Так же разглядывают туристки Арчила и Митю в скуфье, когда они выходят к роднику.
– Можно у вас взять семь стаканов? – спрашивает меня бойкий юноша в осетинской войлочной шапочке, уже охладивший под родниковой струей бутылки.
– Подождите, я их вымою.
Я спрашиваю у Арчила, давать ли посуду.
Он кивает:
– Если у вас что-нибудь просят, а у вас есть, всегда надо давать.
– Ничего, что они пьют вино, а потом из этого стакана будет пить чай иеромонах?
Арчил грустнеет, ему не нравится вопрос. Да и мне самой он не нравится, но монастырское имущество кажется мне освященным, и мне жалко выносить его в мир.
– Стаканы можно потом хорошо вымыть… с содой, – советует Арчил.
– Ну а убирать мусор они не могли бы сами?
– Они – гости… – Арчил смотрит на меня с укором. – Неудобно просить их об этом. Грузинская пословица говорит: нежданный гость – от Бога.
У нас тоже есть пословица: незваный гость хуже татарина, оставшаяся от татарских нашествий. Но я не решаюсь вспомнить о ней вслух.
Туристы уносят семь стаканов, потом приходят еще за двумя. И больше не возвращаются.
– Чай будем пить из рюмок или из железных кружек? – спрашиваю я Арчила, накрывая стол.
– Можно из стеклянных банок… – подумав, доверительно говорит он. – Как раз хорошо класть пакетик растворимого чая в банку. А для стакана это многовато.
Он сам отправляется на родник отмывать содой стеклянные банки от консервов и варенья.
– Между прочим, – вспоминает он, возвратившись, – вчера мы пили боржоми и ели мясо – это туристы принесли. – И, подумав, добавляет: – И арбуз в среду тоже.
Про вчерашнее мясо мне рассказывал Митя как участник событий. Мясо в монастыре никто не ест. Однако, если туристы приносят, его с благодарностью принимают, ставят на стол и предлагают гостям. И тут отец Михаил, обращаясь к Мите, предложил отведать. Митя отказался. И вдруг отец Венедикт протянул через стол руку и взял кусок. Потом взглянул на Митю и спросил:
– Димитрий, как ты считаешь, что хуже: съесть мясо или осудить брата?
– Я думаю, что хуже осудить, – ответил Митя и отвел глаза.
Арчил сидел потупившись. У него игумен давно взял обещание не есть мяса, даже если он сам будет угощать.

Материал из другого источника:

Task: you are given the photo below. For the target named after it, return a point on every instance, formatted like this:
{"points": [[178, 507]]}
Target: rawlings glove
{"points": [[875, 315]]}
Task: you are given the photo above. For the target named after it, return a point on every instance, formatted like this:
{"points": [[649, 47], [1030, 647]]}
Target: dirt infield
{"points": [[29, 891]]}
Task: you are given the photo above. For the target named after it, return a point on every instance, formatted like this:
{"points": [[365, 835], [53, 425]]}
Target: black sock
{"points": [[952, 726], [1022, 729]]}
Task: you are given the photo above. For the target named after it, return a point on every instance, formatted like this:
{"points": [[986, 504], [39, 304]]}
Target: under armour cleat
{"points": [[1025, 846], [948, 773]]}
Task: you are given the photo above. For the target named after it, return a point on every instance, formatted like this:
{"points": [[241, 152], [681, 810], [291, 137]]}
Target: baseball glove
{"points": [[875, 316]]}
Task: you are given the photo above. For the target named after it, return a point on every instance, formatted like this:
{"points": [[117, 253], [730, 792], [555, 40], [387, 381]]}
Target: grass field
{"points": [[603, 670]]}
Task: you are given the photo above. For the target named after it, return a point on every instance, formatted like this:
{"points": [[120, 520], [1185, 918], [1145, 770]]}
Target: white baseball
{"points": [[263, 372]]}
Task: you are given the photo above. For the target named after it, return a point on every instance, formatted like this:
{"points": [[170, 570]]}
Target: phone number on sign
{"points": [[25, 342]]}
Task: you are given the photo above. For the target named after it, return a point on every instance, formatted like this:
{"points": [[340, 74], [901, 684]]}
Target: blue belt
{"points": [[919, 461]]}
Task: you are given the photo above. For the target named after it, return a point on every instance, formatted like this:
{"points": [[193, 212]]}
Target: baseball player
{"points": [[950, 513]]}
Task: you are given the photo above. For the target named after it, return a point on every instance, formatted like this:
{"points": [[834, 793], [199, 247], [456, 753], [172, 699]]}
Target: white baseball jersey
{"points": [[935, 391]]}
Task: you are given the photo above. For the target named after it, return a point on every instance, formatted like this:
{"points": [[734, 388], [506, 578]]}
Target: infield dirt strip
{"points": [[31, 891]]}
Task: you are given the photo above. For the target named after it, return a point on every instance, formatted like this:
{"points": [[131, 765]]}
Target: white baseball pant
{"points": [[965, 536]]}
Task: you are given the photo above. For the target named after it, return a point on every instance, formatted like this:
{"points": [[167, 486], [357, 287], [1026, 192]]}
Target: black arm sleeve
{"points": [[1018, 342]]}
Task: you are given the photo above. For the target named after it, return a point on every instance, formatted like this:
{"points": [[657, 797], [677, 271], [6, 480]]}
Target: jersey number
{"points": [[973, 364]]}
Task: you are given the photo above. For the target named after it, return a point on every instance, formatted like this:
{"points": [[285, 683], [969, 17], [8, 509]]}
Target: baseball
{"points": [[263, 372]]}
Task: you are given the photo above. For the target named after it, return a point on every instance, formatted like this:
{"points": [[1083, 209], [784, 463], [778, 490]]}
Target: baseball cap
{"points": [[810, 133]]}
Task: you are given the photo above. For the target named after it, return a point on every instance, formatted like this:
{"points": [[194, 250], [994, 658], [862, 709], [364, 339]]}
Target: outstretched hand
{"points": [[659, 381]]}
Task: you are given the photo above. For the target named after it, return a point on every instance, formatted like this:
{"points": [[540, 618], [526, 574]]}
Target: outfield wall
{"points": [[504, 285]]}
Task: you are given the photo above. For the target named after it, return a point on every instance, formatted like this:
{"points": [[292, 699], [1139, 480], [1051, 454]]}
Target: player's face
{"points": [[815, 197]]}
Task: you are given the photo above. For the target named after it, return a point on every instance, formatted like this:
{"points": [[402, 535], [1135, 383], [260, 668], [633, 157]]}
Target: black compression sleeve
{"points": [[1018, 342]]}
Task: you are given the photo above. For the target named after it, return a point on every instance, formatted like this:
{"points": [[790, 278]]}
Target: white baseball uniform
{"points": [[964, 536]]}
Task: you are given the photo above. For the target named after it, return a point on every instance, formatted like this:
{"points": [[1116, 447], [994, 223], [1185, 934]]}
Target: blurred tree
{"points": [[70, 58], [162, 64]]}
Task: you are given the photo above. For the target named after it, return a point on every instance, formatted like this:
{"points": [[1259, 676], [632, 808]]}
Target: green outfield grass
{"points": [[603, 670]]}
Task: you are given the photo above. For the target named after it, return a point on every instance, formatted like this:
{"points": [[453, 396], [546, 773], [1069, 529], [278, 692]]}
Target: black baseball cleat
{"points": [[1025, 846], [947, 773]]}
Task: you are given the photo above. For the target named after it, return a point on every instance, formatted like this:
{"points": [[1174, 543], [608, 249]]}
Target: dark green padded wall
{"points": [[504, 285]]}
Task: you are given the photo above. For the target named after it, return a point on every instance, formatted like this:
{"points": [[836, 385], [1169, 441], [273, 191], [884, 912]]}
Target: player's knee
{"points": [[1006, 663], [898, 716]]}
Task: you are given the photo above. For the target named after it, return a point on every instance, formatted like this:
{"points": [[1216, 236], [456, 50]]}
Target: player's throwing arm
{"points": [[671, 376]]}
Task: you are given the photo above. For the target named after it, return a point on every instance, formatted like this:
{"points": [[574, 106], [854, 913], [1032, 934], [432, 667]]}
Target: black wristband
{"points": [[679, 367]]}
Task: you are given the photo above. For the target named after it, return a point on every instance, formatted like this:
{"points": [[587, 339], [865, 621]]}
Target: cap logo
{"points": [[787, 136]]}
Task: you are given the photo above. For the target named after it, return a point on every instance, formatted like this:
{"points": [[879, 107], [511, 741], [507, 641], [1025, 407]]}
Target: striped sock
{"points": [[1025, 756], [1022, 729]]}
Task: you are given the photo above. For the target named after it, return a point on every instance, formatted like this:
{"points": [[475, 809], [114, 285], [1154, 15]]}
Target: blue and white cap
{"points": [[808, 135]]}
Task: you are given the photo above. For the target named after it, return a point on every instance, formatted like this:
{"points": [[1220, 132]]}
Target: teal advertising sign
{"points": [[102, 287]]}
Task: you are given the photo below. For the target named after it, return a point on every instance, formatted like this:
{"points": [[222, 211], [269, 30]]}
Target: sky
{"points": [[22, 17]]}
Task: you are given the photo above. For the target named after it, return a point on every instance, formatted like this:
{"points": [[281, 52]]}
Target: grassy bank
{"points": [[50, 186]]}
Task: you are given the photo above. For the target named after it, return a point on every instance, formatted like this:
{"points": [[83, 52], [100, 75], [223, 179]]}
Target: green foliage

Игумен наблюдал всех троих. И, выходя из-за стола, подвел итоги:
– Вот мы тут сидели, довольные собой: ах, какие мы постники! В результате Венедикт сегодня миллион выиграл, а мы – по три проиграли.
Пропавшие девять стаканов тоже стоят меньше миллиона. Но я все же спрашиваю при Арчиле у игумена, давать ли посуду впредь, надеясь получить твердое распоряжение.
– А еще осталась? – заинтересованно приподнимает он брови.
– Чайной совсем нет.
– Ну, чайную и не давайте.
Бринька и Мурия, высунув языки, валяются в тени кукурузных стеблей. Я вспоминаю, что Арчил дня три назад поручил мне кормить их. И даже выставил по моему совету к роднику две миски. Один раз я налила в них суп, но собак рядом не оказалось, суп, должно быть, прокис, и есть его они не стали. Чем же их кормить? Сами мы едим овощи и картошку, а собакам нужно варить отдельно.
Деталь невосстановленной части монастыря Джвари
По лестнице с верхней террасы спускается отец Михаил с косой. Он без жилета и шапочки, параманный крест надет поверх подрясника.
– Бринька! – присвистывает он.
Бринька кидается ему под ноги. Она вывалялась в репьях – вся грязненькая лохматая шерстка усажена колючими шариками, – и вид у нее совсем жалкий.
Прислонив косу к стене, отец Михаил усаживается на нижней ступеньке лестницы и осторожно вытаскивает из бринькиной шерсти репей за репьем. Потом толкает Бриньку ладонью, она переворачивается на спину, пыхтит, повизгивает и вдруг, вскочив, начинает носиться кругами по поляне и громко лаять от избытка чувств. Отец Михаил, расставив руки, делает вид, что хочет ее поймать, но никак не может.